Evet yanan ayaklar ince sinirlerin tutulması ile ortaya çıkabilir. Bu duruma yol açan neden genellikle ortaya konamaz. Ama şeker hastalığı, infeksiyonlar (AİDS), amilod denen vücudun ürettiği bir maddenin sinirlerden birikmesi, vitamin eksiklikleri (B2), troid bezine ait bozukluklar, romatizmal hastalıklar ve ilaç kullanımı bu ince sinirlerde hastalık ortaya çıkarabilir. Tüm sebepler kan testleri ile aranmalı, şeker hastalığı için mutlaka ileri incelemeler (şeker yükleme testi, HbA1C düzeyi) yapılmalıdır. Ailede benzer durumun olup olmadığı da önem taşır. Çünkü her kuşakta ortaya çıkan ve ince lifleri etkileyen genetik hastalıklar gösterilmiştir. Ayak tabanı sinirinin bilek düzeyinde ya da belde sıkışması, ayak tabanı sinirindeki tümör benzer yakınmaları ortaya çıkarabilir. Bu yakınmalar genelde tek taraflıdır ve EMG ile ayırt edilebilir.
Kime gitmeliyim?Yanan ayaklar nasıl tedavi edilir?
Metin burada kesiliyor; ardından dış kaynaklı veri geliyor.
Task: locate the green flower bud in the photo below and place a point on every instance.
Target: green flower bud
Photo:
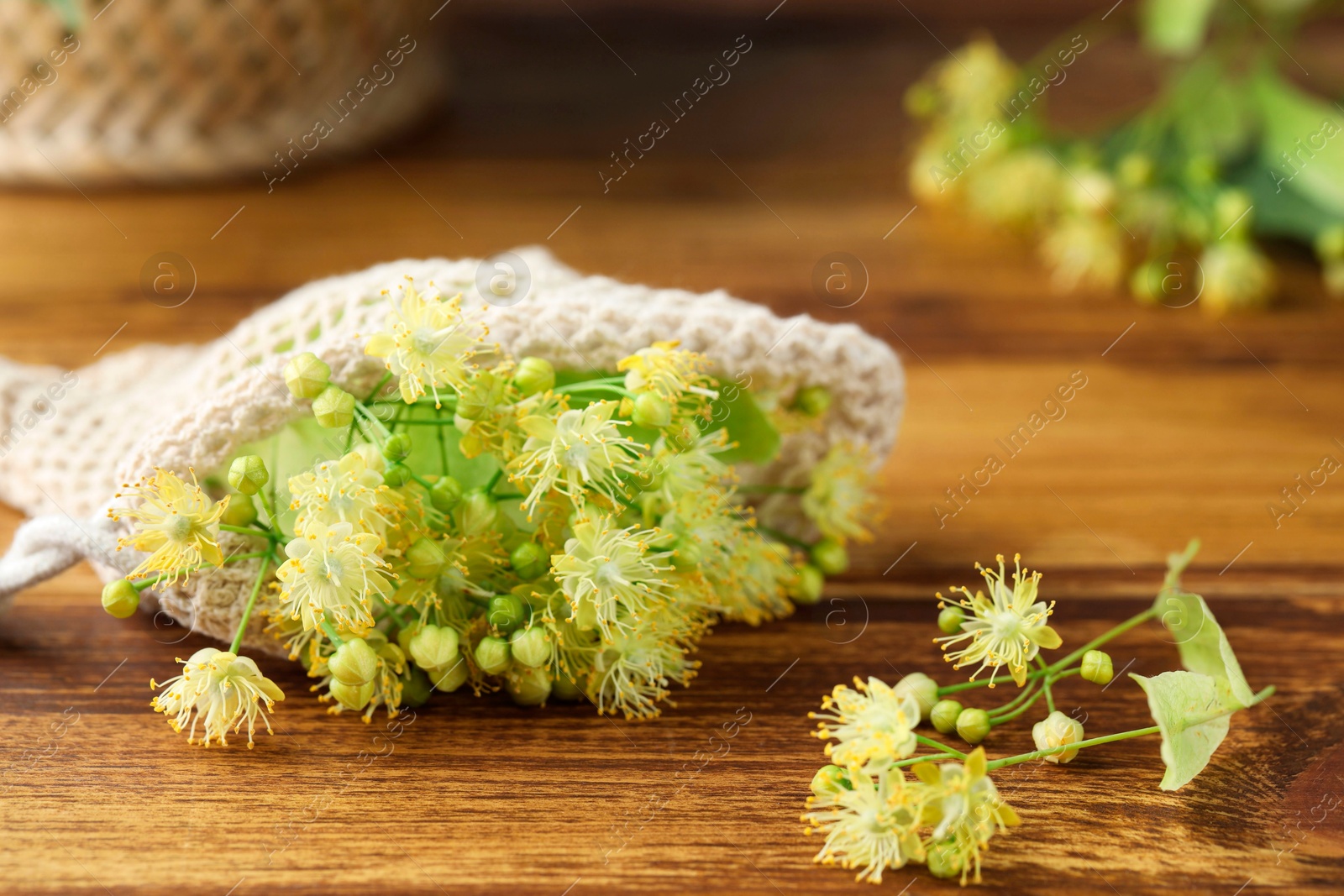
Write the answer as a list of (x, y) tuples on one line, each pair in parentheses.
[(333, 407), (492, 654), (812, 401), (830, 779), (445, 495), (528, 687), (425, 559), (307, 375), (354, 663), (248, 474), (433, 647), (534, 375), (922, 688), (120, 598), (530, 647), (353, 696), (808, 587), (944, 716), (530, 560), (241, 511), (506, 611), (396, 448), (1097, 667), (951, 620), (831, 557), (651, 411), (416, 688), (974, 726), (1054, 731), (944, 860)]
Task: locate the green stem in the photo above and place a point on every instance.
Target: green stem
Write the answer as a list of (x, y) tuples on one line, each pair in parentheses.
[(1081, 745), (1095, 642), (931, 741), (252, 602)]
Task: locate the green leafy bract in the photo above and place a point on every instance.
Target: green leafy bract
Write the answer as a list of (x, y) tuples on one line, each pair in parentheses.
[(1187, 707)]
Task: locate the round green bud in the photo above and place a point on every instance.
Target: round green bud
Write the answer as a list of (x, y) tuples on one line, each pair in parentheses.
[(445, 495), (120, 598), (530, 560), (944, 716), (534, 375), (307, 375), (808, 587), (425, 559), (944, 860), (506, 611), (354, 663), (651, 411), (974, 726), (396, 448), (248, 474), (333, 409), (492, 654), (830, 779), (241, 511), (353, 696), (812, 401), (830, 557), (416, 687), (951, 620), (1097, 667), (922, 688), (530, 647), (433, 647), (528, 687)]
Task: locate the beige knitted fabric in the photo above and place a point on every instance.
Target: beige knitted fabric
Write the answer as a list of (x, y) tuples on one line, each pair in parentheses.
[(194, 406)]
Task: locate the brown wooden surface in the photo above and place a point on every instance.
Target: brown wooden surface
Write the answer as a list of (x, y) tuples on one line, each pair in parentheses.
[(1186, 427)]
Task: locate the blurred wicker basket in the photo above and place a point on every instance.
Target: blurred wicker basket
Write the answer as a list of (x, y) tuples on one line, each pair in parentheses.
[(170, 90)]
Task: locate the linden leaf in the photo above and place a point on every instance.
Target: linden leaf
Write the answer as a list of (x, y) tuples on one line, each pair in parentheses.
[(1186, 707), (1203, 645)]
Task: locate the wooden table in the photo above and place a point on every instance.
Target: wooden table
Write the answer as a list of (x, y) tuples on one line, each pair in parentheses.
[(1187, 427)]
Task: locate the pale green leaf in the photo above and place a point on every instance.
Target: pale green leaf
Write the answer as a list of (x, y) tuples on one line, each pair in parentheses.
[(1186, 707)]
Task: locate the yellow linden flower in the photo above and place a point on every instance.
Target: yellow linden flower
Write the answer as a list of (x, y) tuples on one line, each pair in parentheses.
[(175, 523), (1007, 627), (219, 691), (840, 495), (427, 343), (871, 721)]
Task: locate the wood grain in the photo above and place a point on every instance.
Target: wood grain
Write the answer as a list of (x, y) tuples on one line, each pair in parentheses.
[(1186, 427)]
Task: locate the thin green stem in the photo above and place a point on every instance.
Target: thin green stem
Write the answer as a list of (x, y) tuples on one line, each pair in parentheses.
[(1081, 745), (252, 602), (931, 741)]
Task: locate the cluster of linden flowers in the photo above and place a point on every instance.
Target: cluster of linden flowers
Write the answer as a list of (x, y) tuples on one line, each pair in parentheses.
[(874, 817), (1173, 199), (495, 524)]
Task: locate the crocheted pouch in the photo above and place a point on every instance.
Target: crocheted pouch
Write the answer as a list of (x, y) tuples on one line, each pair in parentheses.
[(69, 438)]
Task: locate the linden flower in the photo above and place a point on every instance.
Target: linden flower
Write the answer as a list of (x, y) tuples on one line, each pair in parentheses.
[(605, 570), (1008, 627), (871, 721), (427, 343), (665, 371), (840, 495), (333, 571), (873, 828), (219, 691), (969, 812), (175, 523), (344, 490), (584, 449)]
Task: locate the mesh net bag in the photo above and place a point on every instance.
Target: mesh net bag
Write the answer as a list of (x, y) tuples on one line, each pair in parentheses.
[(69, 438)]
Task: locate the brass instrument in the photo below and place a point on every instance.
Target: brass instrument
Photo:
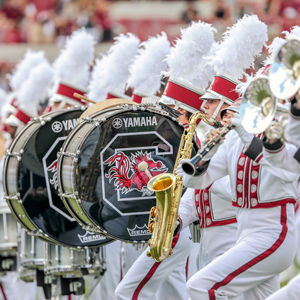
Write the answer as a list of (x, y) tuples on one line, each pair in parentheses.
[(285, 70), (168, 188), (261, 111), (190, 167)]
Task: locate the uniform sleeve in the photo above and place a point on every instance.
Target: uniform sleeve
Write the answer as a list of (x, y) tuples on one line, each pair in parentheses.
[(222, 189), (217, 168), (285, 159), (187, 209), (258, 150)]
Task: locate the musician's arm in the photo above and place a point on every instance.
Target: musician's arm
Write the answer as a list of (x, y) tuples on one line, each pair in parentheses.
[(187, 210), (211, 171)]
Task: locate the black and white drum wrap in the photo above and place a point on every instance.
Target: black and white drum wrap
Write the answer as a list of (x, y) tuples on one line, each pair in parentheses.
[(30, 181), (98, 168)]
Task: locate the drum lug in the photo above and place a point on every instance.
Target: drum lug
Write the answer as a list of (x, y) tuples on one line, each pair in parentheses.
[(74, 155), (37, 233), (17, 155), (16, 197)]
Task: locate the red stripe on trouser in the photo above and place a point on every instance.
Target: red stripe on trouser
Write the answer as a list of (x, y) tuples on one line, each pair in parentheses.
[(257, 259), (187, 268), (151, 272), (3, 293)]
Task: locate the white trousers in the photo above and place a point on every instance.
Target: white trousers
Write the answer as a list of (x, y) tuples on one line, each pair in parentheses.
[(290, 292), (266, 246), (147, 277), (113, 275)]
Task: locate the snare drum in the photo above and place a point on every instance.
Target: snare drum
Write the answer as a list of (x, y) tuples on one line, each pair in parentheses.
[(33, 252), (30, 181), (98, 168), (66, 262)]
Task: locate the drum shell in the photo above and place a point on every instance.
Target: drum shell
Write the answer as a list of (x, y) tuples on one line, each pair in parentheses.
[(32, 195), (74, 163), (33, 251), (9, 231)]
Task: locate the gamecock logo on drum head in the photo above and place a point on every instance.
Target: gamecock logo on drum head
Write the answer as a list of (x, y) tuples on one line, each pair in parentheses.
[(137, 180), (53, 169)]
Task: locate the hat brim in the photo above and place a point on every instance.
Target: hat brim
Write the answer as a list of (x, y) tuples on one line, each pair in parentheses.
[(208, 95)]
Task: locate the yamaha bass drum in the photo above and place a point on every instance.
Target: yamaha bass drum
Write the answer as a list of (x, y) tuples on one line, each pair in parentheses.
[(31, 183), (106, 162)]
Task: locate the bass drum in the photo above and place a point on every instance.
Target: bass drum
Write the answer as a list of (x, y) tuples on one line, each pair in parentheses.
[(99, 168), (30, 181)]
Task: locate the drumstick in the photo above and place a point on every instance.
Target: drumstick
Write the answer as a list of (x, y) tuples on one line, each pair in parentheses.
[(143, 166), (83, 98)]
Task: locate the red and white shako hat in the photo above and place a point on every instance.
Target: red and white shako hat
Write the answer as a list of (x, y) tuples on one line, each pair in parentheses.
[(235, 107), (33, 91), (111, 72), (72, 69), (148, 66), (242, 43), (189, 75)]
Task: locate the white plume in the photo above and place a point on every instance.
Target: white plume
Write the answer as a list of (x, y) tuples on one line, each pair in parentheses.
[(115, 66), (205, 72), (242, 43), (145, 71), (187, 56), (96, 91), (23, 68), (273, 49), (72, 63), (34, 90), (295, 33)]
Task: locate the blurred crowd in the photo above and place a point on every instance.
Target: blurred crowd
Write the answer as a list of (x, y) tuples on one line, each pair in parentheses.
[(40, 21)]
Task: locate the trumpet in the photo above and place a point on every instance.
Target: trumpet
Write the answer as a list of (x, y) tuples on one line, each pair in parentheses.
[(168, 189)]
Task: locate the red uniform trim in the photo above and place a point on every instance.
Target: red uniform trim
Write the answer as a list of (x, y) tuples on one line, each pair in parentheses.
[(255, 260), (183, 94), (151, 272), (22, 116), (187, 268), (270, 204), (68, 91), (3, 293), (137, 98)]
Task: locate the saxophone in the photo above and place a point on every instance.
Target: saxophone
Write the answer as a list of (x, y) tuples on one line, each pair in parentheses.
[(168, 189)]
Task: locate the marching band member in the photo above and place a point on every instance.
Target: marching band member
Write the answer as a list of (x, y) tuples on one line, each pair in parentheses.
[(264, 198), (108, 80), (166, 279)]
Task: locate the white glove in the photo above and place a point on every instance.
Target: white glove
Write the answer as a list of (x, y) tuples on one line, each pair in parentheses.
[(212, 151), (179, 170), (244, 135)]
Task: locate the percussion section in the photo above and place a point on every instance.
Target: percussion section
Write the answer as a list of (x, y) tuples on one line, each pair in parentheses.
[(31, 183), (106, 163)]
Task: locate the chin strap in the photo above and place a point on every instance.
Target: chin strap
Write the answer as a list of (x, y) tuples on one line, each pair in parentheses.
[(213, 117)]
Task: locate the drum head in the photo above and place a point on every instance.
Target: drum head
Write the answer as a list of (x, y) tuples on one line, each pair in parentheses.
[(112, 189), (38, 183)]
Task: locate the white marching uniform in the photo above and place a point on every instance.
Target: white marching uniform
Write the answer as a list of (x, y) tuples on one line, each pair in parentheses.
[(266, 240), (218, 225), (146, 276), (290, 291)]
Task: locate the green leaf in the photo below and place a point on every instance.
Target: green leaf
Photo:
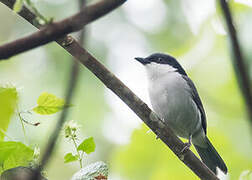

Gidilecek hekim nöroloji hekimidir. Bir neden bulunursa tedavi nedene yöneliktir. Ancak sıklıkla ilk tetkiklerde bir neden bulunamaz. Zaman içinde testlerin tekrarı ile olası bir neden bulunabilir. Klinik takip bu yüzden önem taşır. Yakınmalar için her durumda tedavi verilir. En sık antiepileptik (Pregabalin, gabapentin, karbamazepin vs..) ve antidepressan (amitriptilin, duloksetin vs..) ilaçlar verilir. Belirgin rahatlama sağlanır. Ancak her hastada her ilaç aynı şekilde fayda göstermez. Kişi için uygun ilacı bulmak, ilaçları etkin dozlara kadar çıkıp, fayda edip etmediğini görmekten geçer. Kısacası tedavi de deneme - yanılma yöntemi kullanılır.